I’ve been to funerals before. Sometimes there is a body visible, sometimes not. In any case, it’s pretty clean, especially when you aren’t the one crying. The passing of a friend’s 90-year-old grandma from out-of-town who lived a full life hits you differently than the passing of a father, a friend, a classmate. Someone you’ve spoken with and listened to. Someone you’ve known, but can’t know any more, apart from memories. Someone you’ve loved. I grieve these losses with you.
Death also shows up in dramatic ways: suddenly, violently, randomly. Even if you didn’t know the deceased, death’s ugliness is stark. I’ll never forget the moment I stumbled across the body of a naked man who had died from exposure after he wandered into the snowy woods. Your encounters with death may be less bizarre, but no less significant. And for those of you who have had traumatic encounters with death, I grieve with you.
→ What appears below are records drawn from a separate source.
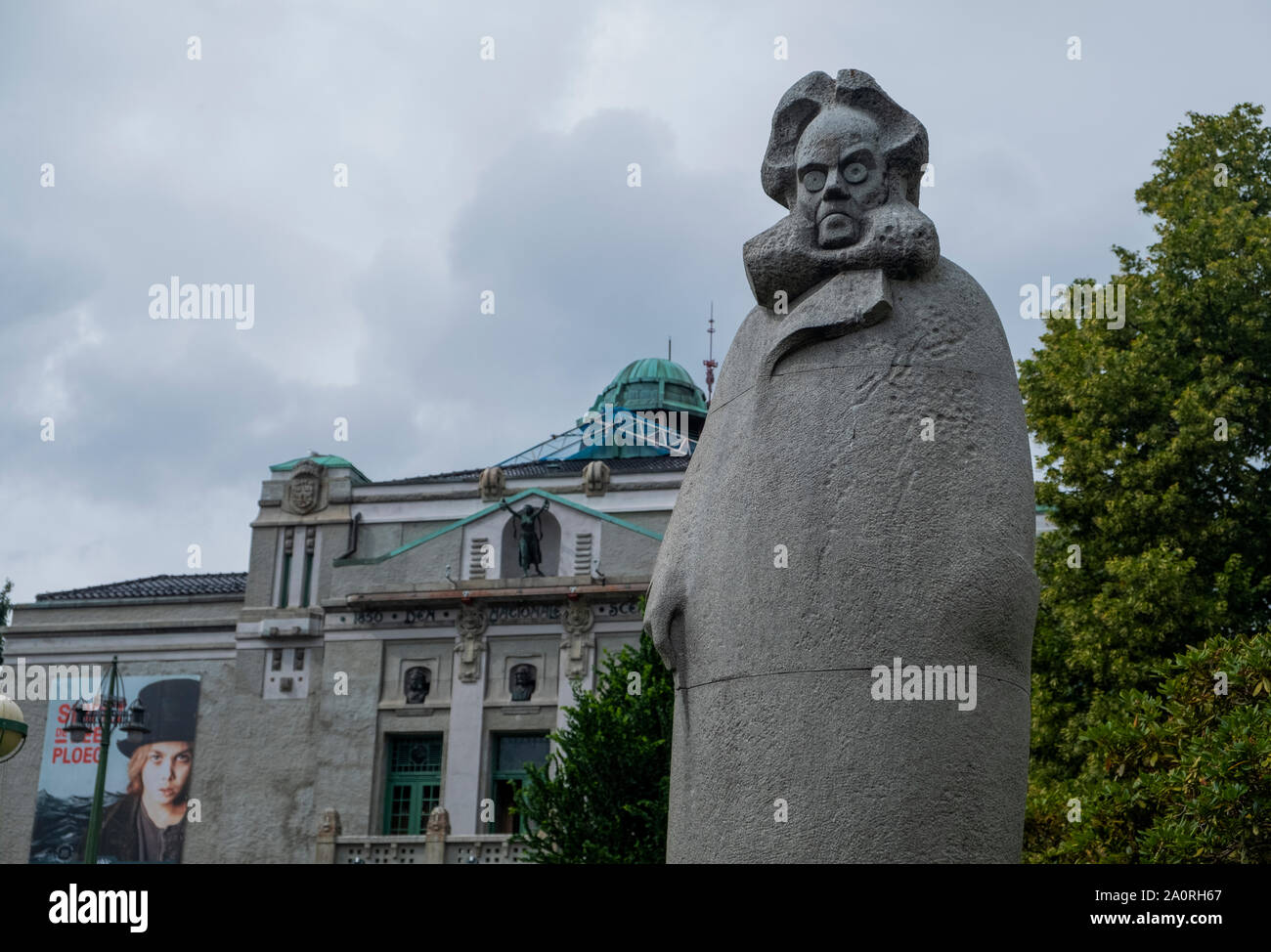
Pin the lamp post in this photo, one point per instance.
(107, 715)
(13, 727)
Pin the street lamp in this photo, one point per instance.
(13, 727)
(109, 714)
Sometimes we attempt to justify death when it is a catalyst for positive change. And perhaps we will find ways to prevent people with dementia from wandering into the woods. Or we will find a coronavirus vaccine, saving many lives. But for those who already died, all the prevention measures in the world won’t do a thing. There is much grieving to do.
Real-life death is a horror. It smacks us in the face with the reality that death is irreversible. The finality is sickening. There is no undo button. Words of forgiveness or love go unheard. There is no option to turn back the clock to live out all the if onlys. The dead just aren’t going to wake up or walk back in the room.
This real-life death came for Jesus. Jesus died. As truly dead as the most real dead person you’ve ever had the misfortune to encounter. He was not playing dead, pretending, waiting until the right moment to jump up and say “Just kidding!” Unlike Wesley in The Princess Bride, Jesus wasn’t mostly dead, with a Miracle Max pill on its way. Jesus was all dead. Wesley’s friends dragged his body around hoping for a cure. Jesus’ disciples didn’t bother: they weren’t expecting Jesus’ death to be any more reversible than the ones you’ve witnessed.
On this Good Friday and Holy Saturday, Christians around the world will remember the horror of Jesus’ real-life death.
They will wait while he lies truly dead in the tomb. In hindsight, we wait expectantly for Easter morning when Jesus’ death will be triumphantly reversed. But there were two whole nights in history when Jesus was all dead. Heart beat and breath gone. Body cooling, cold. Lifeless. May this reality give you permission to grieve the deaths that have touched your lives, for with these, Jesus has chosen ultimate solidarity. May God redeem your encounters, if only slightly, by what they can teach you about the death that Jesus died. And only as he gives you grace to do so, may you grieve with hope: Sunday is coming.